If I have a function with all positive integer for the coefficients, is there a way to have a lower bound? Zero isn't an option, because I've done the rational root theorem and found all possible roots. If you need, I can provide the function and its list of possible roots below:
$70x^{4}+163x^{3}+109x^{2}+37x+6$
$±1, ±1/2, ±1/5, ±1/7, ±1/10, ±1/14, ±1/35, ±1/70,$ $±2, ±2/5, ±2/7, ±2/35,$ $±3, ±3/2, ±3/5, ±3/7, ±3/10, ±3/14, ±3/35, ±3/70,$ $±6, ±6/5, ±6/7, ±6/35$
On
The polynomial has two negative roots, $-\frac{3}{2}$ and $-\frac{2}{5}$. There are no positive roots according to the Descartes rule of signs. The polynomial is of even degree with a positive leading coefficient so it goes to positive infinity as $x$ tends to infinity. Thus, there should be a lower bound for some $x \in (-\frac{3}{2},-\frac{2}{5})$.

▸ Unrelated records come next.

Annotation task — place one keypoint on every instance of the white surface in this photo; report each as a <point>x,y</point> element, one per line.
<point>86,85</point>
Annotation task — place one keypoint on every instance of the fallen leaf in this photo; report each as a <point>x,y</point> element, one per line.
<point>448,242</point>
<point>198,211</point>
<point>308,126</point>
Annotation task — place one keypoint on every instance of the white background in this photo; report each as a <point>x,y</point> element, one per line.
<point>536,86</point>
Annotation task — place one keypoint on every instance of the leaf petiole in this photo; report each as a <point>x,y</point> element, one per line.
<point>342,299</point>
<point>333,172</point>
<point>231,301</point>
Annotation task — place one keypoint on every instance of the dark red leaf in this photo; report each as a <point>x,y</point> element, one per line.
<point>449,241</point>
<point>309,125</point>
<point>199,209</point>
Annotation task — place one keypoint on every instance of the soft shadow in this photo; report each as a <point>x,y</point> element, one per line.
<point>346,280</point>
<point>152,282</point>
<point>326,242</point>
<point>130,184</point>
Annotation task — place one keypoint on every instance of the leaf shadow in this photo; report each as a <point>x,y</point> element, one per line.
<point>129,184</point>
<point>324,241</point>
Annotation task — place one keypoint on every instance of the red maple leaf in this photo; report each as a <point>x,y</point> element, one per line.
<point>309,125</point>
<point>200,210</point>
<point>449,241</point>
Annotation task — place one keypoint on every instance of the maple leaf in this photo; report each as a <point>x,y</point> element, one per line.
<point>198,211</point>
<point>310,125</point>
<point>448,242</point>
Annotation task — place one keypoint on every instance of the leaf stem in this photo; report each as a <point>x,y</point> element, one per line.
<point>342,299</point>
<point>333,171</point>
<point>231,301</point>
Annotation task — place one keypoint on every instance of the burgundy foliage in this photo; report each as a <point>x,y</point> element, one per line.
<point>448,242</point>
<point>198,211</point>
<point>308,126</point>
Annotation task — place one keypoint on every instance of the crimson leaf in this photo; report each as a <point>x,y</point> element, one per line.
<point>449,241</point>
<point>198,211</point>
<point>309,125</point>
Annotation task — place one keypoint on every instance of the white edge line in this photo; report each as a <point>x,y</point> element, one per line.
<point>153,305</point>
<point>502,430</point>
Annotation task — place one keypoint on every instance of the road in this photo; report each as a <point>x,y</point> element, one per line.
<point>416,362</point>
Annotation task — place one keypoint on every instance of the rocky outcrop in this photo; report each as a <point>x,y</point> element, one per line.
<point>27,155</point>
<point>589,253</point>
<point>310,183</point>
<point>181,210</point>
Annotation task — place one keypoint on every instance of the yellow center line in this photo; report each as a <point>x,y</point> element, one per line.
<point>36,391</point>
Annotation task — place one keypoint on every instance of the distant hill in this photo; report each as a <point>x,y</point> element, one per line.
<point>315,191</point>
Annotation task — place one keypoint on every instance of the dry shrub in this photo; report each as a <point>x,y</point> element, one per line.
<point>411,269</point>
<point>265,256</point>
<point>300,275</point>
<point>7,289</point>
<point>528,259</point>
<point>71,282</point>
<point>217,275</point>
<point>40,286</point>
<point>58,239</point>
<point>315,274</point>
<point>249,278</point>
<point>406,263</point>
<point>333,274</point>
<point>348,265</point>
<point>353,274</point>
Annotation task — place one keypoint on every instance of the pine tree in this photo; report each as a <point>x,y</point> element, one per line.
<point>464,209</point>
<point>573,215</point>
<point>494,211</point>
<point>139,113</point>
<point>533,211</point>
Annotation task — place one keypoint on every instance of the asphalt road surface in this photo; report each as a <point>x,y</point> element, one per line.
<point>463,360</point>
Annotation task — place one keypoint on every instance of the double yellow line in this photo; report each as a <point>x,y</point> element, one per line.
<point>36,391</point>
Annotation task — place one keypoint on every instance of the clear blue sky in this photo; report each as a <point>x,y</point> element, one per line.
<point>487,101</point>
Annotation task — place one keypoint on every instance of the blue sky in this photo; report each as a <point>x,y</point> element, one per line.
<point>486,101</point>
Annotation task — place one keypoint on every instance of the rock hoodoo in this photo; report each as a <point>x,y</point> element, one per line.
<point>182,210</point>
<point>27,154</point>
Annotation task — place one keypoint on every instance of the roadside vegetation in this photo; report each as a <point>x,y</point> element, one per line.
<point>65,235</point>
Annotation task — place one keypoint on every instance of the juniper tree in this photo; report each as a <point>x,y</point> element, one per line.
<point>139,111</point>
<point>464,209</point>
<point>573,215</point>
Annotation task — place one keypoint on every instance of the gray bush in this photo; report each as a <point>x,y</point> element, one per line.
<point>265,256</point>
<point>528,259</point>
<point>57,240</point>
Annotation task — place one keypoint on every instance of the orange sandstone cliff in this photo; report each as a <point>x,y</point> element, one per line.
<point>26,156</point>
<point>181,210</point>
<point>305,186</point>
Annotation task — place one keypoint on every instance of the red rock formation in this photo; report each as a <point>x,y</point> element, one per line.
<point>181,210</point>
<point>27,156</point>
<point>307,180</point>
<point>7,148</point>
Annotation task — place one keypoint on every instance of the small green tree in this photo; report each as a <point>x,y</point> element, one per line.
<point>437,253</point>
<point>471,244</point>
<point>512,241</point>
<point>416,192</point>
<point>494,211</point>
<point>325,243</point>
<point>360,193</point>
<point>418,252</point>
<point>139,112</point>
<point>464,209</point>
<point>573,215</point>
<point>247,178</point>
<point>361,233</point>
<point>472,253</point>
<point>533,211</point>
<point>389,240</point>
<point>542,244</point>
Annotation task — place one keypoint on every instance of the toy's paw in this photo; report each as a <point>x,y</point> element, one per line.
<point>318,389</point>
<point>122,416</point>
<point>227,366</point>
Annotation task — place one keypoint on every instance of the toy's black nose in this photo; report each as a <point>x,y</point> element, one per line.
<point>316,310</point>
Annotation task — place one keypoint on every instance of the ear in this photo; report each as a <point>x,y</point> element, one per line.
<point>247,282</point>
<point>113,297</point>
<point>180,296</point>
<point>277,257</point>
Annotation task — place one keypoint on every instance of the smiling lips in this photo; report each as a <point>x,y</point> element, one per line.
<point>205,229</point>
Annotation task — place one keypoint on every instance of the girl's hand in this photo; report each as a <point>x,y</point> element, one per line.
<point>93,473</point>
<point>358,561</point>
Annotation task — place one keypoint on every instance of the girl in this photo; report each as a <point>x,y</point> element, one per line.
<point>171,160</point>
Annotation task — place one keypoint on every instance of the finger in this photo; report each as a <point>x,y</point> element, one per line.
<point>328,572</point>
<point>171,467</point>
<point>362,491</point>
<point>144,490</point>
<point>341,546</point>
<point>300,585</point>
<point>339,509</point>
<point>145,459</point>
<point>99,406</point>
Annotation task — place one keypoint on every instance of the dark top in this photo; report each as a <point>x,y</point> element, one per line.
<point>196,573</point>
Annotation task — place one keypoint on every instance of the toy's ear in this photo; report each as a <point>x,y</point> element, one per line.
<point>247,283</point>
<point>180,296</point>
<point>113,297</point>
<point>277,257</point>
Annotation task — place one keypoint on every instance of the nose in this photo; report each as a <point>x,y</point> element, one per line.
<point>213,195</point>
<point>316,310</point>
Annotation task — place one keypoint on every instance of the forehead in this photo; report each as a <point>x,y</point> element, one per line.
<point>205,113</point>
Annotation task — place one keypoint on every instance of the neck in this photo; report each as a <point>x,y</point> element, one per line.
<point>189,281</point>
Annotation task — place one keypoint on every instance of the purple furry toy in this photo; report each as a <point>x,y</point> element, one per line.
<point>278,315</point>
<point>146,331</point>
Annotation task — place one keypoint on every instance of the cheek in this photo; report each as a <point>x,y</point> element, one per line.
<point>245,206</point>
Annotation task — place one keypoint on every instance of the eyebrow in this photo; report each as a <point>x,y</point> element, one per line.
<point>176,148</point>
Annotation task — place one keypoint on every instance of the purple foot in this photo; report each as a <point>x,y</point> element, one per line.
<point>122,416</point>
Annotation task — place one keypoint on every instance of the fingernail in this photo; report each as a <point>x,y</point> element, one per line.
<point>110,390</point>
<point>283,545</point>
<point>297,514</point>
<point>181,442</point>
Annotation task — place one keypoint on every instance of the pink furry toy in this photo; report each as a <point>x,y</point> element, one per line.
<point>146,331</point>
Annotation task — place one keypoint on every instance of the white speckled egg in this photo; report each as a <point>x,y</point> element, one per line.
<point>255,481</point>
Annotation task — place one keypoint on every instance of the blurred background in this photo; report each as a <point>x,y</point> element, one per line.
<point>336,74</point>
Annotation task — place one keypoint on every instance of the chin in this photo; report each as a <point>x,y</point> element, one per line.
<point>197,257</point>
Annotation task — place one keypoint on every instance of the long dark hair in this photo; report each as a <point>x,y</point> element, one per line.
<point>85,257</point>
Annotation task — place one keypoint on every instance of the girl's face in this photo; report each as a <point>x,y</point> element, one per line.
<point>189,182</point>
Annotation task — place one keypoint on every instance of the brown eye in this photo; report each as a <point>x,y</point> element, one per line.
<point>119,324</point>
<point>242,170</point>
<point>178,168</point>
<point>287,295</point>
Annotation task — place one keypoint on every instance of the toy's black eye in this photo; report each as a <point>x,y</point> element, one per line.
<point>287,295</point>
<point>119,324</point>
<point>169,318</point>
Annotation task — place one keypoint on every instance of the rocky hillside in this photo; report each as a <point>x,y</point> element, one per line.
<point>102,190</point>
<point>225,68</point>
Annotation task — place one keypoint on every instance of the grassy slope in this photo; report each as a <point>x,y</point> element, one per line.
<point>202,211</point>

A fairly standard method for finding extrema of a function is known as the first derivative test. Applying this to the given quartic equation yields:
$f'(x)=280x^3+489x^2+218x+37$
Since $37$ is prime, it is unlikely that this factors nicely. Using a graphing calculator app I found that it has 1 real solution at $x\approx -1.183$. This corresponds to the global minimum of the original function, as can readily be verified with a graph. Acquiring an explicit solution for the minimum would require Cardano's method to solve $f'(x)=0$ explicitly. Followed by a very messy calculation with the original quartic to obtain the exact $y$-coordinate.